Complex objects or those requiring internal supports benefit from PVB as a printing support material. Its solubility in solvent makes post-printing support removal a breeze. PVB’s chemical interaction with agents like isopropyl alcohol (IPA) enhances bonding and smoothing in the post-treatment phase of printing. Moreover, its compatibility with diverse materials such as PETG and nylon makes it highly versatile.

ATP-Based Polymers

As soluble in alkaline solutions, ATP-based polymers (acrylate terpolymers) are ideally suited for 3D printing support structures.

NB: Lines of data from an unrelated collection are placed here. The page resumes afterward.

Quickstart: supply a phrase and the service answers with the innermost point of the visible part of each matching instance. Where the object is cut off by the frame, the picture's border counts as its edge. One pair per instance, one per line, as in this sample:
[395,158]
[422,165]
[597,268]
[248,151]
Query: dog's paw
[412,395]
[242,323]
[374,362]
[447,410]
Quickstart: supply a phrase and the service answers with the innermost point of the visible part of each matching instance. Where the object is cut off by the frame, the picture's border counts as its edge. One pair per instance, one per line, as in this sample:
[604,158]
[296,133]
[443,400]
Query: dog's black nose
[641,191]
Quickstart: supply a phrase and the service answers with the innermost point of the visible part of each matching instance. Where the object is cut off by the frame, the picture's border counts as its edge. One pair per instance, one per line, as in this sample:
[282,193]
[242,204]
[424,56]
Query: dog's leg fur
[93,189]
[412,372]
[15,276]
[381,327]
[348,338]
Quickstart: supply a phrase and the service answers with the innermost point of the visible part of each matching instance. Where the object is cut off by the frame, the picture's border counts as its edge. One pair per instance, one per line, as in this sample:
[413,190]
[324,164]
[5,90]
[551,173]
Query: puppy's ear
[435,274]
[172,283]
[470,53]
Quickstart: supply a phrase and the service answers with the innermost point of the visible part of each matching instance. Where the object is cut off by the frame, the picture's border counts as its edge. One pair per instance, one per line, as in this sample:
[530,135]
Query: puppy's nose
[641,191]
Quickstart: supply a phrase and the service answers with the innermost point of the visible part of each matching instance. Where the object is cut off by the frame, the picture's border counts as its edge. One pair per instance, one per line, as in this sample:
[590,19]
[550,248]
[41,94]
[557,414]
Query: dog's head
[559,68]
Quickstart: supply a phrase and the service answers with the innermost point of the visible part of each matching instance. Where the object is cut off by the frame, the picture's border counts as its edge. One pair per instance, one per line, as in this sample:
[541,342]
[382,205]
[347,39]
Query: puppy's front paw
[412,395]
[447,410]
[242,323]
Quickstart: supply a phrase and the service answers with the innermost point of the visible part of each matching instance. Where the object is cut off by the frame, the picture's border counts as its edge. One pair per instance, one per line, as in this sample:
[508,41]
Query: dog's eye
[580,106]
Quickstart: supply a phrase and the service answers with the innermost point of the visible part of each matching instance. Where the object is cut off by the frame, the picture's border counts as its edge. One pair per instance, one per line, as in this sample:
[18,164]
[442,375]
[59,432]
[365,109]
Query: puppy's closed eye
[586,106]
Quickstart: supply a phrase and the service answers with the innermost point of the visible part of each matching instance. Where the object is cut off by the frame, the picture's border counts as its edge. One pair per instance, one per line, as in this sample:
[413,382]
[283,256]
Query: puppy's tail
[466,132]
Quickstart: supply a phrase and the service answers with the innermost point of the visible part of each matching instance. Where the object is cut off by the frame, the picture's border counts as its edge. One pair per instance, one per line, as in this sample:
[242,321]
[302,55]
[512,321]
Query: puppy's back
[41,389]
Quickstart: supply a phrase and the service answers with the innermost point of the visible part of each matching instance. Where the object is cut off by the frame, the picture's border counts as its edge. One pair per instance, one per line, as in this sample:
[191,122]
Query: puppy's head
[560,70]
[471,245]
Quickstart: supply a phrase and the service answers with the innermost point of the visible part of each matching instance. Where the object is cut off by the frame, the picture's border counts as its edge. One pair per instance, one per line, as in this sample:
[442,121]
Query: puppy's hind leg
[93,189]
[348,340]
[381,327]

Unlike other materials, they are not susceptible to dissolution upon contact with water; instead, they require an alkaline pH liquid, making them less vulnerable to humidity compared to PVA. Despite their increased resistance to ambient humidity, it’s crucial to store the filament spool away from direct sunlight and in a cool place. ATP-based support materials are compatible with ABS and ASA, among other materials, though specific compatibility may vary by manufacturer. Typically, manufacturers provide comprehensive information about compatible materials and guidance on printing parameters. Post-printing, the support structures can be dissolved by adding an activator to the alkaline liquid – often provided with the filament. A typical example of an ATP-based support material is Zortrax’s Z-Support ATP, which comes with the activator.